An unusual novel with some mildly unconventional characters. Steven perhaps gets the least authorial attention of the three main protagonists; he remains something of an enigma throughout, despite our glimpses at his secret self. Confident and competent Libby is shown in some detail, though mostly through her mother’s affectionate eyes.

It is Joanna who stands out, and her depiction is sensitive and deeply moving. Having several too-young widowed friends myself, Joanna’s agonizing internal dilemma as to how to best cope with her own needs when all about her prefer to conveniently view her as “beyond all that” strikes true indeed. Joanna has absolutely no one to confide in, and when her own daughter blithely and rather cruelly speculates on the psychological twists of those who are deprived of a satisfactory sex life, without grasping the obvious fact that her own mother is one of those so deprived, we cringe for both of them, but mostly for proud and stoic Joanna.

The gardening references – very important, as Joanna spends a lot of time working away her many frustrations at the end of a trowel – are impeccably plausible; a decided point in favour as this is something I am alert to, and I’ve frequently caught authors out on their lack of detailed horticultural knowledge.
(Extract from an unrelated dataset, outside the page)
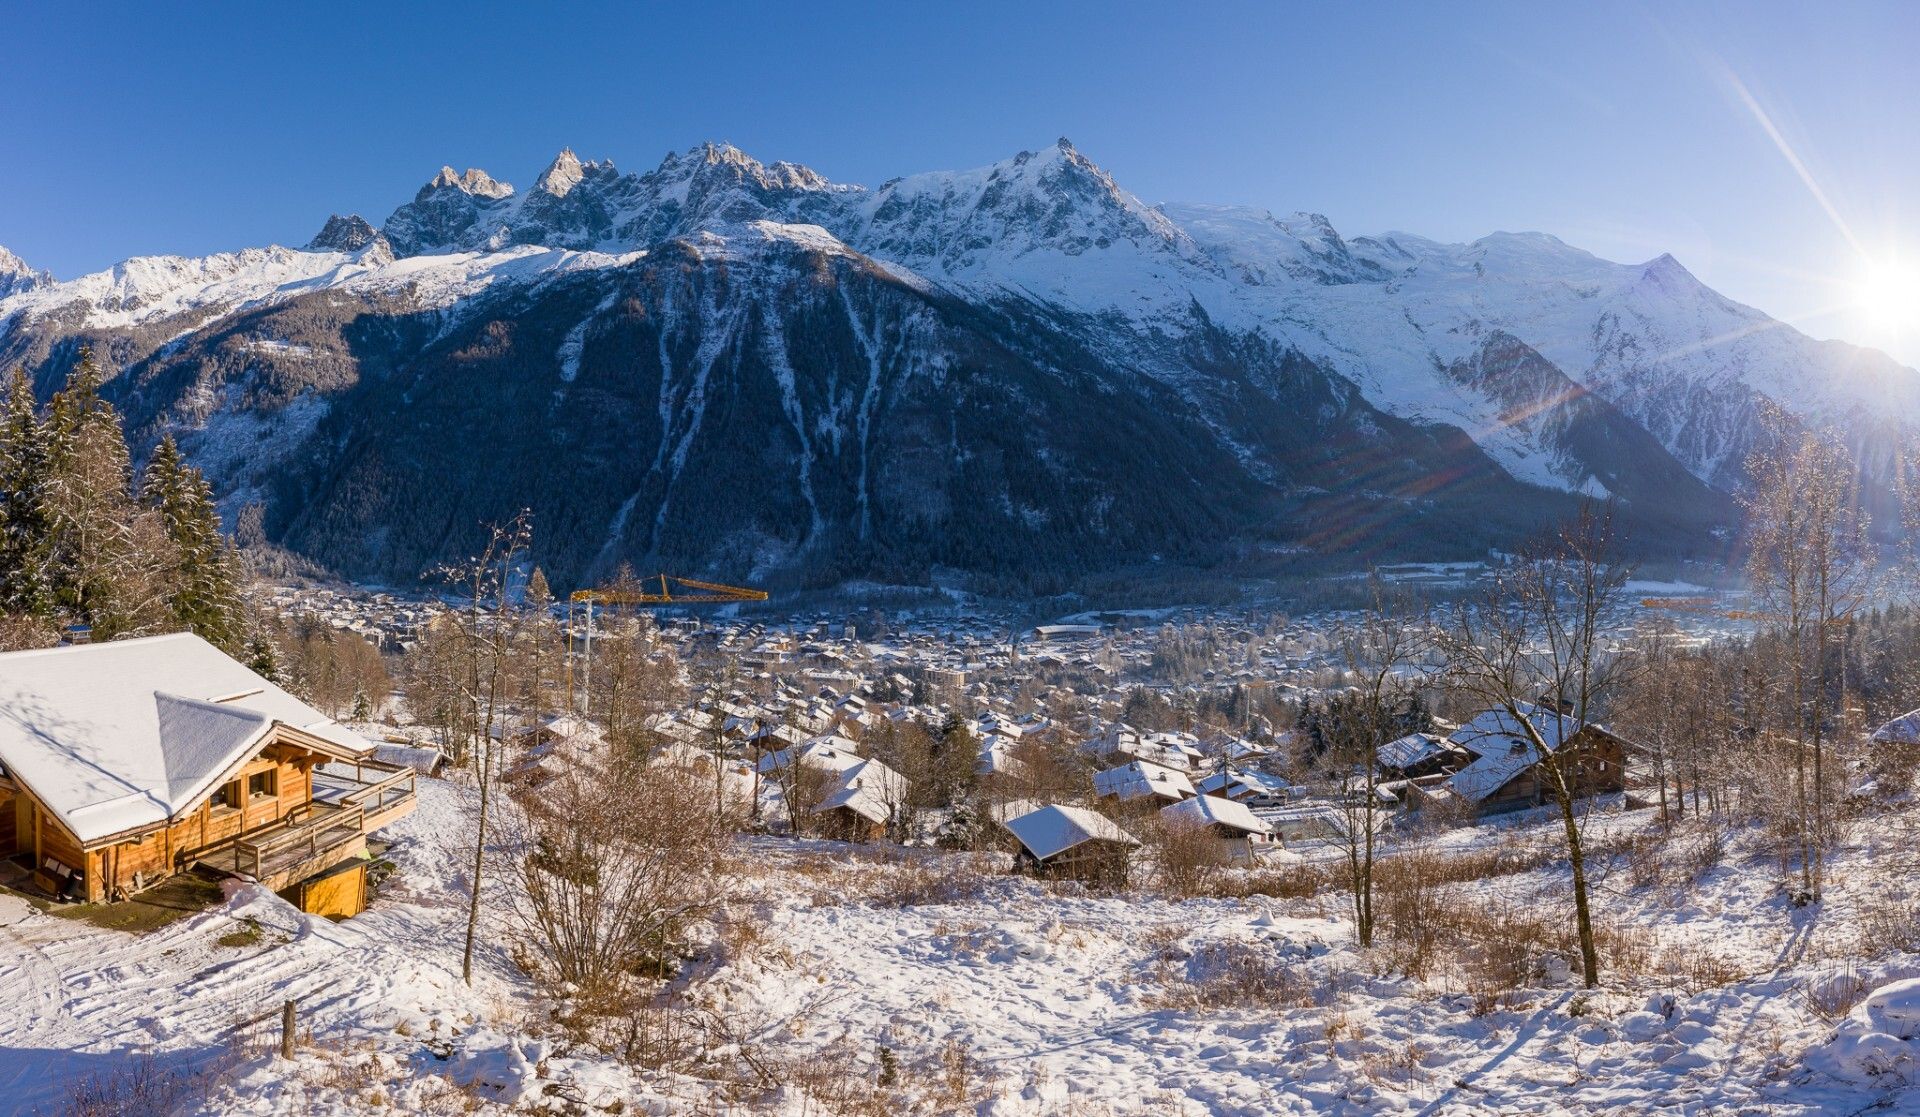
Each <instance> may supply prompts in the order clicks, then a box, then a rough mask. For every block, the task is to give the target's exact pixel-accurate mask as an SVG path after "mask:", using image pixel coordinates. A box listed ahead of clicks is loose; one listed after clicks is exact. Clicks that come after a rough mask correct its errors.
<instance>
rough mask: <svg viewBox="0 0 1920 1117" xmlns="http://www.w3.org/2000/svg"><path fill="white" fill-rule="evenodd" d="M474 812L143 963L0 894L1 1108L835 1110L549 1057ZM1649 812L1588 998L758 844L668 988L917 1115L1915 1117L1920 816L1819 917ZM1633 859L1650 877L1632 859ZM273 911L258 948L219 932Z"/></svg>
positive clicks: (174, 939) (135, 945)
mask: <svg viewBox="0 0 1920 1117" xmlns="http://www.w3.org/2000/svg"><path fill="white" fill-rule="evenodd" d="M468 810H470V795H468V793H467V791H465V789H459V787H455V785H447V783H442V781H430V779H428V781H420V808H419V810H417V812H415V814H413V816H411V818H407V820H403V821H399V823H396V825H394V827H392V837H394V841H396V844H394V850H392V854H390V856H392V858H394V862H396V864H397V866H399V873H397V875H396V877H394V881H392V883H390V887H388V889H386V891H384V892H382V894H380V898H378V902H376V904H374V906H372V908H371V910H369V912H367V914H363V915H359V917H355V919H351V921H346V923H330V921H324V919H313V917H305V915H300V914H298V912H294V910H290V908H288V906H286V904H282V902H278V900H276V898H273V896H269V894H263V892H259V891H257V889H248V887H236V889H234V891H230V896H228V902H227V904H225V906H223V908H219V910H215V912H207V914H202V915H194V917H190V919H184V921H180V923H175V925H171V927H165V929H159V931H156V933H150V935H146V937H138V939H134V937H127V935H121V933H111V931H100V929H92V927H88V925H84V923H73V921H67V919H56V917H52V915H46V914H40V912H33V910H31V908H27V906H25V904H23V902H19V900H15V898H12V896H0V1100H4V1102H0V1105H6V1107H12V1109H10V1111H21V1113H33V1111H36V1109H38V1111H48V1113H52V1111H58V1109H60V1105H61V1102H63V1098H65V1082H69V1081H73V1079H75V1077H88V1075H100V1073H109V1071H113V1069H119V1067H125V1065H129V1059H131V1058H132V1056H134V1054H138V1052H146V1054H152V1056H154V1059H156V1063H157V1065H161V1067H169V1069H192V1067H209V1069H213V1067H217V1069H219V1075H217V1081H211V1082H202V1084H200V1086H198V1088H196V1092H194V1094H192V1098H190V1100H188V1102H182V1105H180V1109H179V1111H192V1113H309V1111H311V1113H334V1111H340V1113H361V1111H378V1109H382V1107H386V1109H388V1111H442V1109H440V1105H442V1102H445V1100H447V1098H455V1100H457V1102H459V1104H461V1105H465V1104H468V1102H472V1104H480V1105H484V1107H493V1105H497V1104H511V1102H520V1104H522V1105H555V1107H557V1105H561V1104H564V1102H566V1100H574V1102H578V1104H584V1105H589V1107H599V1105H612V1104H614V1102H616V1100H618V1104H620V1105H622V1107H624V1111H628V1113H634V1111H641V1113H689V1111H691V1113H703V1111H726V1113H755V1111H768V1113H795V1115H797V1113H833V1111H837V1109H835V1107H831V1105H818V1104H814V1102H808V1100H806V1098H803V1096H801V1094H799V1090H797V1088H795V1086H789V1088H785V1090H776V1092H772V1094H755V1096H747V1098H741V1096H739V1094H737V1092H735V1094H733V1096H732V1098H730V1100H728V1102H718V1100H716V1086H714V1084H712V1082H707V1081H701V1079H695V1077H680V1075H672V1077H670V1075H662V1073H659V1071H645V1069H636V1071H628V1069H622V1067H616V1065H614V1063H612V1061H611V1059H607V1058H601V1056H595V1054H591V1052H586V1050H580V1048H568V1046H566V1044H564V1040H561V1038H553V1036H549V1038H534V1033H538V1031H540V1029H538V1027H534V1025H530V1023H528V1021H538V1019H543V1015H545V1013H543V1008H541V1006H540V1004H538V1000H536V996H534V992H536V990H532V988H530V983H528V981H526V979H524V977H520V975H518V971H516V969H515V967H513V965H511V962H509V960H507V956H505V939H507V937H505V935H501V927H499V925H490V927H488V931H486V933H484V935H482V952H480V960H478V962H480V975H478V981H476V985H474V986H472V988H467V986H465V985H463V983H461V979H459V948H461V931H463V917H465V908H463V898H465V873H463V869H461V864H463V856H465V854H463V850H461V841H463V835H465V833H467V812H468ZM1651 814H1653V812H1630V814H1620V812H1609V814H1605V816H1596V818H1594V821H1592V825H1590V829H1588V833H1590V841H1592V843H1594V844H1596V846H1601V848H1605V850H1613V856H1611V858H1607V860H1611V867H1609V869H1607V871H1603V873H1599V879H1597V883H1596V904H1597V908H1599V910H1601V912H1603V919H1605V925H1607V927H1609V929H1613V931H1619V933H1622V935H1626V942H1630V950H1628V954H1632V956H1634V958H1632V963H1630V965H1617V967H1615V969H1613V971H1611V973H1609V975H1607V981H1605V983H1603V988H1601V990H1597V992H1586V990H1582V988H1580V986H1578V979H1576V977H1572V975H1569V962H1567V960H1559V962H1555V960H1546V963H1544V965H1542V967H1540V969H1538V971H1536V973H1534V977H1530V979H1526V981H1523V983H1521V986H1519V988H1513V990H1503V992H1501V990H1494V992H1501V994H1500V996H1490V994H1488V990H1482V988H1475V986H1473V983H1471V981H1461V979H1457V975H1448V973H1434V975H1428V977H1427V979H1425V981H1415V979H1411V977H1405V975H1404V973H1396V967H1394V965H1392V963H1388V962H1386V958H1388V954H1390V952H1375V954H1363V952H1359V950H1357V948H1356V946H1354V940H1352V925H1350V921H1348V917H1346V908H1344V902H1342V896H1340V894H1336V892H1334V894H1321V896H1308V898H1277V896H1250V898H1208V900H1185V902H1175V900H1167V898H1158V896H1152V894H1148V892H1142V891H1135V892H1127V894H1091V892H1083V891H1079V889H1075V887H1058V889H1048V887H1046V885H1043V883H1037V881H1031V879H1021V877H1010V875H1004V873H1002V871H1000V864H1002V862H1000V858H998V856H995V854H979V856H975V854H939V852H927V850H889V848H879V846H874V848H864V850H852V848H849V846H841V844H833V843H816V841H789V839H743V850H741V858H739V862H741V866H743V877H741V879H739V887H741V896H739V900H737V902H735V904H733V906H732V910H730V914H728V923H732V925H733V933H730V935H728V937H726V946H724V948H716V950H714V952H712V956H708V958H707V960H703V962H697V963H695V965H693V967H691V971H689V975H687V977H685V979H684V981H682V983H680V990H682V994H684V996H685V1000H687V1002H691V1004H697V1006H705V1008H707V1010H710V1011H712V1013H714V1019H724V1021H728V1029H730V1031H732V1033H733V1034H735V1042H733V1046H732V1048H728V1050H712V1052H708V1061H710V1063H712V1065H716V1067H718V1065H722V1063H726V1061H728V1059H730V1058H745V1056H743V1052H745V1054H753V1052H755V1050H756V1052H758V1058H760V1059H762V1061H768V1059H785V1065H789V1067H799V1065H816V1067H828V1069H829V1071H831V1073H835V1075H845V1077H858V1079H866V1081H876V1079H877V1077H881V1075H889V1073H893V1075H897V1081H899V1082H910V1084H914V1086H912V1090H916V1094H914V1096H916V1098H918V1100H920V1109H916V1111H929V1113H948V1111H966V1113H989V1115H996V1117H1027V1115H1033V1117H1037V1115H1056V1113H1079V1115H1089V1117H1096V1115H1106V1113H1116V1115H1117V1113H1221V1115H1267V1113H1430V1115H1467V1113H1644V1111H1655V1109H1657V1111H1674V1113H1855V1111H1862V1109H1868V1107H1874V1111H1920V1090H1912V1092H1908V1090H1907V1084H1908V1081H1912V1079H1914V1067H1916V1061H1914V1059H1916V1054H1920V1048H1916V1044H1914V1042H1912V1040H1910V1036H1914V1034H1920V981H1914V979H1920V956H1916V954H1908V952H1907V948H1910V946H1914V944H1916V937H1914V931H1916V900H1920V892H1916V887H1914V881H1916V875H1914V867H1916V854H1914V852H1912V850H1916V848H1920V844H1916V841H1914V839H1916V837H1920V810H1914V808H1903V810H1899V812H1891V814H1885V816H1876V818H1874V820H1872V821H1870V823H1866V821H1862V823H1860V825H1857V827H1855V831H1853V841H1851V844H1847V846H1845V848H1841V850H1839V854H1837V856H1836V867H1834V873H1832V883H1830V889H1828V898H1826V900H1824V902H1822V904H1814V906H1807V908H1793V906H1791V904H1789V902H1788V898H1786V891H1784V889H1782V879H1780V873H1778V864H1776V862H1774V860H1772V858H1770V854H1768V852H1766V850H1764V848H1763V846H1761V841H1759V837H1757V835H1753V833H1743V831H1741V833H1734V835H1732V837H1728V839H1726V841H1724V843H1720V844H1718V846H1716V844H1715V843H1713V841H1711V835H1709V831H1707V829H1703V827H1697V825H1692V823H1690V825H1682V827H1680V829H1678V831H1676V833H1674V835H1672V837H1670V839H1667V841H1665V843H1661V844H1655V843H1653V839H1651V837H1649V835H1653V818H1651ZM1553 839H1555V829H1553V823H1551V820H1538V818H1534V820H1519V821H1513V823H1507V825H1488V827H1478V829H1471V831H1450V833H1446V835H1442V837H1440V839H1434V841H1432V843H1430V848H1432V850H1438V852H1450V854H1473V852H1492V850H1498V852H1503V854H1511V856H1513V864H1515V867H1519V869H1521V871H1511V873H1507V875H1496V877H1490V879H1484V881H1471V883H1465V885H1461V887H1459V891H1457V892H1452V894H1450V896H1448V902H1452V904H1459V906H1475V908H1484V910H1492V912H1515V914H1517V917H1524V915H1526V914H1534V915H1538V914H1540V912H1549V910H1553V906H1555V902H1557V900H1555V896H1557V894H1559V891H1561V887H1563V885H1561V881H1563V873H1565V867H1563V866H1561V864H1557V862H1553V860H1549V858H1546V856H1528V850H1540V848H1546V846H1548V844H1551V841H1553ZM1636 843H1638V846H1644V850H1642V854H1640V856H1634V854H1632V852H1622V850H1630V848H1634V846H1636ZM1645 850H1653V852H1645ZM250 917H252V919H255V921H257V923H259V927H261V931H263V935H261V939H259V942H255V944H250V946H238V948H236V946H221V944H217V942H215V940H217V939H219V937H221V935H225V933H228V931H234V929H236V927H240V925H244V919H250ZM1574 969H1576V965H1574ZM1874 990H1878V992H1874ZM1870 992H1872V996H1866V994H1870ZM288 996H294V998H300V1000H301V1023H303V1027H305V1029H309V1031H311V1040H313V1048H311V1050H309V1054H303V1056H301V1059H300V1061H298V1063H296V1065H294V1067H288V1065H286V1063H276V1061H275V1059H273V1058H271V1056H267V1054H261V1050H257V1048H248V1044H246V1042H240V1040H236V1038H234V1036H232V1029H234V1025H236V1023H240V1021H246V1019H248V1017H257V1015H261V1013H271V1011H275V1010H276V1008H278V1004H280V1000H284V998H288ZM267 1029H271V1025H267ZM259 1031H261V1029H253V1033H246V1031H244V1033H242V1034H257V1033H259ZM883 1052H885V1054H883ZM889 1065H891V1067H895V1069H893V1071H887V1067H889ZM342 1067H348V1069H346V1071H344V1069H342ZM714 1077H718V1075H714ZM735 1079H737V1075H735ZM943 1090H945V1092H943ZM455 1109H457V1107H453V1105H449V1107H447V1109H445V1111H455ZM860 1111H862V1113H868V1111H874V1109H860ZM879 1111H887V1109H879Z"/></svg>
Diana Tutton appears to have been a gardener, or at least a garden lover.

Several lower-class characters, namely the two daily helps employed by Joanna, and the unmarried mother-to-be employed as a cook-companion by Steven’s mother, are depicted in the broadest of caricatures and here the Snob Factor again raises its ugly head, leading me to speculate that the dismissive and critical attitude which the upper-class – or, to be more accurate, upper-middle-class – characters show reflects the author’s personal views and is not merely a fictional device. Several scenes concerning these characters degenerate into broad farce; a jarring note in an otherwise well-constructed tale.

That last caveat aside, I’ll repeat that I liked this novel a lot, and am now very keen indeed to get my hands on the third of Diana Tutton’s elusive novels, The Young Ones. Apparently it concerns a woman’s dealing with the incest of her brother and sister. A decidedly eyebrow-raising scenario, but if Mamma is anything to go by, perhaps intriguingly plotted. I’m up for the gamble, but so far have not come across a copy for sale at any price anywhere, despite diligent online searching.

I’ve also been inspired to re-read Guard Your Daughters, and though the annoying bits still make me grit my teeth a bit, I’m enjoying it much more this time round, and may at some point need to revise my review to reflect the second-time-round reading experience.

Back to Mamma, has anyone else read this, and, if so, what did you think? I do believe Simon tackled it at one point, but didn’t write up a review. Any comments most welcome. 🙂

And has anyone come across The Young Ones? And, if so, what’s the word? Worth the hunt?